STARKE, Fla. -- A Bradford County jury found the state Department of Children & Families 100 percent at fault Wednesday in the death of a 3-year-old girl left in an abusive home.
Ciara Floyd was beaten to death by her mother's boyfriend in 1996, a month after the girl's father took her to Shands Hospital in Gainesville with bruises on her chest and back. A state child abuse investigator said there was not enough evidence to remove the child from her mother's home. The boyfriend, Larry Christopher Noegel, had pleaded guilty to second-degree murder and was sentenced to 30 years in prison. Jurors awarded $250,000 to Ciara's father, William Floyd.
"I'm glad my story could finally come out and everybody else could finally see they had more than enough; they could have prevented her death," Floyd said. DCF officials did not immediately say whether they would appeal the verdict. "We are reviewing the jury's decision and are exploring our legal options," DCF spokesman Tim Bottcher said in a statement. DCF's lawyer said in closing arguments that the investigator, Janice Joiner, had no recourse under the law but to leave Ciara with her mother. Deputy Attorney General Denis Dean said in defending DCF that there were no doctor's reports from Shands indicating abuse. "Without that, there were no reasonable grounds to justify the removal of Ciara," Dean said. "Whether she'd like to do something, whether she has a feeling, she has to follow the law. It'd be great if she had a crystal ball." But Floyd's lawyer said the bruises on the child's chest and back, an admitted domestic battery by her mother's boyfriend and a verified abuse report involving another child should have prompted Ciara's removal from the home, attorney Val Bates said. "Would you have to have more information than that?" Bates asked jurors. "Ms.
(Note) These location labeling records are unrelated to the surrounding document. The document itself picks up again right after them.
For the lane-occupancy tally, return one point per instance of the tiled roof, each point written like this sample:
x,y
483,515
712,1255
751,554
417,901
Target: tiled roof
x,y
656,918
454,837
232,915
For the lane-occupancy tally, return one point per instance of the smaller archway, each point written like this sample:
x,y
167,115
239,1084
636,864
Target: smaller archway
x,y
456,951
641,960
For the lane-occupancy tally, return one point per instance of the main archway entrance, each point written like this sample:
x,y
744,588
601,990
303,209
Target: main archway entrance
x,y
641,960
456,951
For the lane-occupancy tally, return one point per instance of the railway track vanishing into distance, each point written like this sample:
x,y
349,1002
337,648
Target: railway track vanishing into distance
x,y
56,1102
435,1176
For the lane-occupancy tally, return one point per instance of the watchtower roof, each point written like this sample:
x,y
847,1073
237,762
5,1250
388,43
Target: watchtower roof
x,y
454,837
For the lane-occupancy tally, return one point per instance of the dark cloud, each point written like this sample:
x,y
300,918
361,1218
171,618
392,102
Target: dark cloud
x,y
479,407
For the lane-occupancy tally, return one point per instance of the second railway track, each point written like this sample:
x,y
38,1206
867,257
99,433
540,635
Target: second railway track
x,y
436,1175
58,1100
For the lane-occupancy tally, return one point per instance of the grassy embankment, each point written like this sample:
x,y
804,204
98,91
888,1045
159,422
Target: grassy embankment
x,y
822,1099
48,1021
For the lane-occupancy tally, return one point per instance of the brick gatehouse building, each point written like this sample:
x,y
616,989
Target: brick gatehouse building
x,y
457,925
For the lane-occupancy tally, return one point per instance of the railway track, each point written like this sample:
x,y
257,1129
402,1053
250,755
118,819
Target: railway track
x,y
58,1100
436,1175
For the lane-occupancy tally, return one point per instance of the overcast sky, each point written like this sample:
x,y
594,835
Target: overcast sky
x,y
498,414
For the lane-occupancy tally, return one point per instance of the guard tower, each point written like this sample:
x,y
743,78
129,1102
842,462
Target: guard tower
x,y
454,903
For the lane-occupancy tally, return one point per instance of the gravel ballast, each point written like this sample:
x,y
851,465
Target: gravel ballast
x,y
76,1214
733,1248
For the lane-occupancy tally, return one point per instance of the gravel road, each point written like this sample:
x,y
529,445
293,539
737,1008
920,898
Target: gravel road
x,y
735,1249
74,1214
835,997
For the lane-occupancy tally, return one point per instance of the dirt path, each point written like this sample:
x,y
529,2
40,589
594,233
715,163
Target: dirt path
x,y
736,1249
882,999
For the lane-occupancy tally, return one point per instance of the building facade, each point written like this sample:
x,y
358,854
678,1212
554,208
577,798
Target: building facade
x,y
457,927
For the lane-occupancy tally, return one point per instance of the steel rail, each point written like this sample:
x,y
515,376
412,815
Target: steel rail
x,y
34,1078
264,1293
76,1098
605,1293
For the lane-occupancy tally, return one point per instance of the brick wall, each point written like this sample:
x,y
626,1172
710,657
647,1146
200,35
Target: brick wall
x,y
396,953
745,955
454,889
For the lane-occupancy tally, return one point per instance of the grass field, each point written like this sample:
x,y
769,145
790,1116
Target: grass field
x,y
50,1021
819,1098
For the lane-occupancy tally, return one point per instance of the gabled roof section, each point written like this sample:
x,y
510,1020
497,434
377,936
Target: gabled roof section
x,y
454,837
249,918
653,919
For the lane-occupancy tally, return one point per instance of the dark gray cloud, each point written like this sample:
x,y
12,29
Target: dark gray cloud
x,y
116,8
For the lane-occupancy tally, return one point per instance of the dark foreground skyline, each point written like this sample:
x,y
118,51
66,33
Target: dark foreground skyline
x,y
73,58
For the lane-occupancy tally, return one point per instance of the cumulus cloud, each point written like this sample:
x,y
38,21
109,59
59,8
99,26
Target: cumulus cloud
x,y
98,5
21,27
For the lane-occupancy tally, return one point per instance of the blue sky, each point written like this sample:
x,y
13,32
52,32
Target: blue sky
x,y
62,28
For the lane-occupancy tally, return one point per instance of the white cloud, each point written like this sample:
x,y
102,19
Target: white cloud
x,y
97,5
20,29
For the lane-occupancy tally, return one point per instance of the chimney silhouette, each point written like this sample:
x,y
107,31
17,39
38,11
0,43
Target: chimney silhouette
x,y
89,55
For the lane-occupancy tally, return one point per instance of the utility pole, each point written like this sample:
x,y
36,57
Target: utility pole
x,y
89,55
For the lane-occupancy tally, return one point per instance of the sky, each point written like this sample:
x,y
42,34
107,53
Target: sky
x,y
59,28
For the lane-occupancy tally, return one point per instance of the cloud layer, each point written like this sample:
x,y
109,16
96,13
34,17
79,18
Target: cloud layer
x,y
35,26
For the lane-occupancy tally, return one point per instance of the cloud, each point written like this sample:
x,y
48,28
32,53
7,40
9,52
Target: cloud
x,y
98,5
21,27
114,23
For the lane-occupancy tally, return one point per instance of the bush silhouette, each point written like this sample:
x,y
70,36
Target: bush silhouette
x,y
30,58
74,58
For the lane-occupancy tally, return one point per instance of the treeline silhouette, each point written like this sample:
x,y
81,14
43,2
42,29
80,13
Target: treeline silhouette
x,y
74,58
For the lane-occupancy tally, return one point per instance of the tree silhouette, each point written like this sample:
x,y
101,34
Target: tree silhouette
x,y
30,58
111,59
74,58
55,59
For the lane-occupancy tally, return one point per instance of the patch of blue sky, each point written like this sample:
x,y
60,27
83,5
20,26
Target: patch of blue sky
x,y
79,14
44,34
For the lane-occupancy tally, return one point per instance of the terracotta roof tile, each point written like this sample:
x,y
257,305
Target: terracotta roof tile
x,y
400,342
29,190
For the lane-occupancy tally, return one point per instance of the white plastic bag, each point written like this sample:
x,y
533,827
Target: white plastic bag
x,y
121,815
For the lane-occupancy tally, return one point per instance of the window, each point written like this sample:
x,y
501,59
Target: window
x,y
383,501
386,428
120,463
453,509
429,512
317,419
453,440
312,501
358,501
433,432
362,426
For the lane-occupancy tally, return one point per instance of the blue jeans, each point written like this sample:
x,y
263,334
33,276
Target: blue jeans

Joiner, she wants to see a knife sticking out of your neck." "I did everything I knew everything I could legally do and it didn't do any good," Floyd said he told Ciara as he held her unconscious body just before she died. Bates asked jurors to award Ciara's father $250,000, more than twice the state cap of $100,000, for negligence claims against state agencies. Bates said no amount of money could ever compensate Floyd for losing his daughter, who would now be 11 years old. Dean called Floyd's death a "tragedy" but urged jurors not to "let the tragedy of her death be compounded by blaming Janice Joiner."